On pense bien que la loge l’Ardente-Amitié, de Rouen, sur laquelle a été souché le Chapitre d'Hérédom et que le Chapitre du Choix, à Paris, deux fruits de l'arbre du mont Hérédom, cultivé par la G.-L. royale d'Edimbourg, réclamèrent, mais vainement, contre ces monstruosités ; la G.-L. royale fut même consultée, en septembre, sur l'authenticité du parchemin de Gerbier ; il ne lui fut pas difficile d'après ce que nette venons d'établir, de prouver la fausseté de ce titre : déclarant n'avoir, jusqu'à présent, délivré pour la France, de pouvoirs constituants (V. p. 92, pour leur légitimité) qu'aux frères Mathéus et Chabouillé.

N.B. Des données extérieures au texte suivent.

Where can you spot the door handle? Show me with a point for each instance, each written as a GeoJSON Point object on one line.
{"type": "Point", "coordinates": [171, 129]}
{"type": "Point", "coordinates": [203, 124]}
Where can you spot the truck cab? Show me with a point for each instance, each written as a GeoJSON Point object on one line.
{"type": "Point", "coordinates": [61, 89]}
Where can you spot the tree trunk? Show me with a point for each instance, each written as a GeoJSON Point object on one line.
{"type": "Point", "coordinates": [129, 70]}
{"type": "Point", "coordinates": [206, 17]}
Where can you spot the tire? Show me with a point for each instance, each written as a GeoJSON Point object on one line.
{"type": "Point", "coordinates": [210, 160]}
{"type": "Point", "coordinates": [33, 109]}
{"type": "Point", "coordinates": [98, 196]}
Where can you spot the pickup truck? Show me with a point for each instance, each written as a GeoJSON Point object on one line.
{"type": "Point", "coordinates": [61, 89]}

Sa déclaration est datée du 11 décembre 1786, jour de la célébration de la fête de saint André et de sa maçonnerie, 5786.

 

Cette pièce est arrivée à Paris longtemps après la réunion du Grand-Chapitre général au G.-O. de France. Déjà le frère Murdoch, grand-secrétaire de la G.-L. royale, avait transmis, le 14 octobre, au frère Mathéus, des documents analogues. (V. p. 93. ). D'ailleurs, ces documents seraient-ils parvenus avant la réunion, qu'ils ne l'auraient pas empêchée : le but secret du G.-O. était de s'agréger le Grand-Chapitre général de France, dont la régularité originelle lui importait peu ; elle était sans doute aussi équivoque que celle de la G.-L. royale d'Edimbourg, mais il voulait s'en servir comme d'une massue, pour anéantir l’écossisme en France, ou, du moins, mettre un terme aux envahissements intolérables et à l'ambition dominatrice des établissements de toutes sortes, prétendus écossais ; car, nous le répétons, depuis la réforme de Ramsay, qui, étant Écossais, donna à son rite le nom de son pays, tout ce qui fut ensuite inventé partout prit le nom d'Écossais.

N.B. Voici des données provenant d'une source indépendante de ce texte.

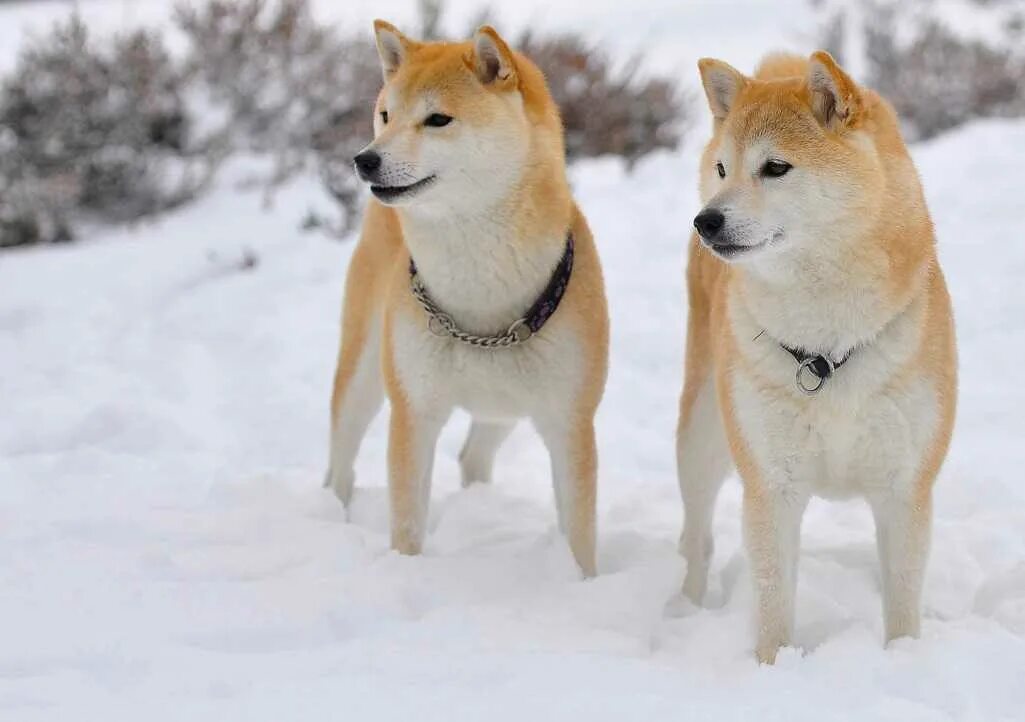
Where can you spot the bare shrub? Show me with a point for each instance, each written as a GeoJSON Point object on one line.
{"type": "Point", "coordinates": [90, 129]}
{"type": "Point", "coordinates": [119, 130]}
{"type": "Point", "coordinates": [937, 76]}
{"type": "Point", "coordinates": [284, 86]}
{"type": "Point", "coordinates": [940, 81]}
{"type": "Point", "coordinates": [605, 111]}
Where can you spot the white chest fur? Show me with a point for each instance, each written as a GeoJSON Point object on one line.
{"type": "Point", "coordinates": [486, 281]}
{"type": "Point", "coordinates": [865, 433]}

Le G.-O., qui avait eu ses motifs pour agir ainsi (44), refusa, avec raison, toute discussion avec la G.-L. royale ou ses juridiciés, avant qu'elle ait justifié de son autorité et de son existence légale. Il se retrancha aussi, et avec fondement, sur ce que cette G.-L. n'avait pas le droit de donner de pareilles attestations dans les pays de la domination française, encore moins d'y constituer des chapitres qui entravaient ses opérations, au mépris du concordat fait entre la G.-L. de France et celles d'Angleterre et d'Ecosse, en 1767, etc.

Il n'y avait rien à répliquer ; la G.-L. royale se tut ; les choses en restèrent là.